Follow instructions and effectively perform in competition. Coaches’ perceptions of behavior are crucial because they are the decision makers on playing time, strategy, and tactics. In elite soccer, a player must be able to receive and apply instruction even in stressful environments. Effective youth players understand that listening to coaches is vital to success so they devise strategies to apply criticism and instruction (and other strategies to ignore obnoxious parents).
In our program, we have dozens of players that possess the skills and athleticism to be successful at the next level. The pertinent question always seems to be whether they have or are willing to develop the self-regulation behaviors and cognitive abilities to truly propel them on their path. As part of our philosophy, we treat the cognitive components of the game as the most important aspect in long-term performance success.
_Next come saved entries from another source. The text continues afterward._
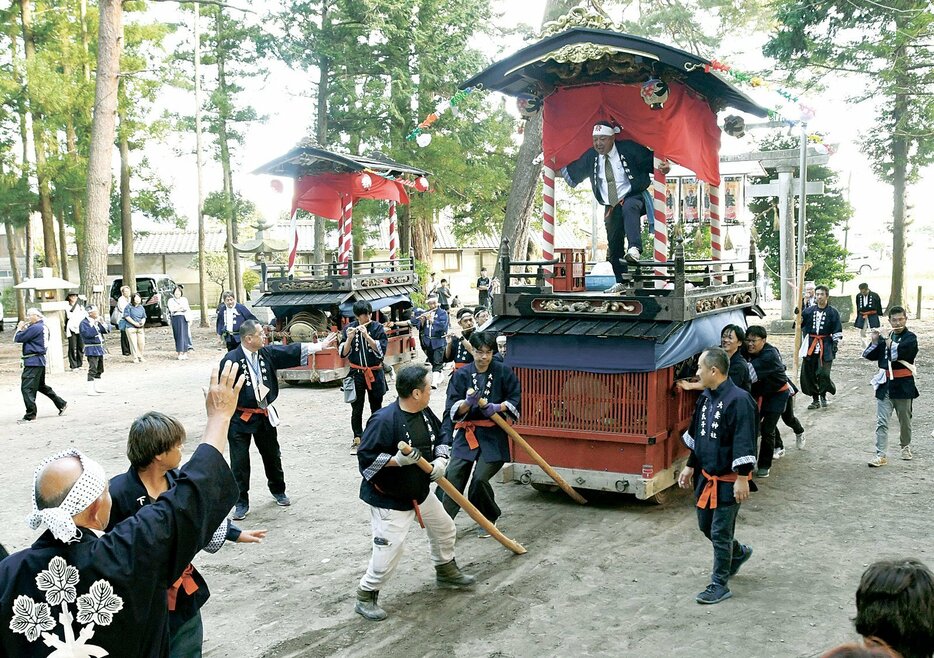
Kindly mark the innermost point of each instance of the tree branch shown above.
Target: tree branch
(216, 3)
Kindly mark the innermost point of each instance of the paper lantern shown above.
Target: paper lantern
(528, 105)
(654, 92)
(734, 126)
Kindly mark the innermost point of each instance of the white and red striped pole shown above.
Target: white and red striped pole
(346, 232)
(393, 236)
(548, 217)
(660, 208)
(713, 198)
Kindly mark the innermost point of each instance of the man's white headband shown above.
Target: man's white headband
(605, 131)
(85, 491)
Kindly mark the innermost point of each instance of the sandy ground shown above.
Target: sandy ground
(615, 577)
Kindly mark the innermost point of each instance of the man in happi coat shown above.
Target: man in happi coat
(397, 490)
(722, 440)
(480, 446)
(255, 416)
(821, 331)
(80, 592)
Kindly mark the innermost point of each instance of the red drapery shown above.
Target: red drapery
(321, 194)
(684, 131)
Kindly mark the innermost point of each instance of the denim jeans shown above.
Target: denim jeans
(719, 525)
(884, 409)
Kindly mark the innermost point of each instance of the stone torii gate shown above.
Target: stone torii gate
(785, 161)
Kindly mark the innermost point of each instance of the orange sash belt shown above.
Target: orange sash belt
(468, 426)
(186, 581)
(248, 413)
(368, 376)
(709, 492)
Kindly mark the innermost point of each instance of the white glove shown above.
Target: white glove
(409, 459)
(438, 467)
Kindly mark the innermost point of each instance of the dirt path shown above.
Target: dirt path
(616, 577)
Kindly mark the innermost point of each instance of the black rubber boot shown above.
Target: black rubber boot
(450, 576)
(367, 606)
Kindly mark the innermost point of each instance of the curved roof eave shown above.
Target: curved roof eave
(516, 73)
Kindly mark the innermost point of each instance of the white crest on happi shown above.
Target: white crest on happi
(59, 582)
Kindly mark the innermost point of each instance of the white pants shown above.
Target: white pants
(390, 528)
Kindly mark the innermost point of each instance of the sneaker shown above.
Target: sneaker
(714, 594)
(741, 560)
(483, 533)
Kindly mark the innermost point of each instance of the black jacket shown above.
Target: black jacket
(638, 163)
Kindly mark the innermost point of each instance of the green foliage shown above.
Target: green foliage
(215, 265)
(250, 279)
(825, 213)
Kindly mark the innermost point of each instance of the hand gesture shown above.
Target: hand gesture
(685, 477)
(220, 399)
(252, 536)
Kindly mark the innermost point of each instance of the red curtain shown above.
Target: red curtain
(684, 131)
(321, 194)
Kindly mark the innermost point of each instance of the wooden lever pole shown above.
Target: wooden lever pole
(537, 458)
(466, 505)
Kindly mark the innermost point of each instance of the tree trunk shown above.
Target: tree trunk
(324, 81)
(39, 144)
(62, 243)
(100, 156)
(521, 198)
(202, 264)
(126, 210)
(14, 268)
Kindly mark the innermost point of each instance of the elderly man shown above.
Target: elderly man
(619, 173)
(92, 330)
(821, 331)
(78, 591)
(34, 336)
(255, 417)
(230, 316)
(722, 440)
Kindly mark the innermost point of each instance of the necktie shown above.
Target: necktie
(611, 192)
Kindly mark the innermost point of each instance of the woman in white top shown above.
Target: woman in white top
(178, 309)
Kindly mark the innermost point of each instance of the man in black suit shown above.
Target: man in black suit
(868, 310)
(619, 172)
(255, 416)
Improving self-regulation abilities should be top priority for any elite training program. The development of these skills comes from a complicated interaction between the athlete, environment, player-trainer relationships, and support systems. These skills should be taught and refined throughout years of training. As the athlete progresses into higher levels of their sport system, the better they will have to be at self-regulation in order to be successful. Teaching and educating on self-regulation can begin early with focus on improving these skills incrementally over the long term.
Our best players are committed, disciplined individuals who have found their own inner motivation to succeed. They train to the point of exhaustion and then ask what they need to improve on. They know themselves intimately as a player and honestly assess how they fit within the levels of competition. They accept that their development journey will be riddled with adversity but they are willing to give full effort over years and years of training. They know their role as a player and understand how they fit in the training environment. They breakdown sometimes and have effective support systems to help them cope. They are constantly competing and want to succeed. Conflict and adversity are motivators and rarely a deterrent. They believe they control their future.
The truth is that these athletes did not come to us this way. Not a single one. They developed and refined these skills over time. Now they have become elite youth athletes and their dream of playing at the next level is becoming a reality. The path is not an easy one, but players have more control than they think. If you want to be a top player, you must think and behave like one.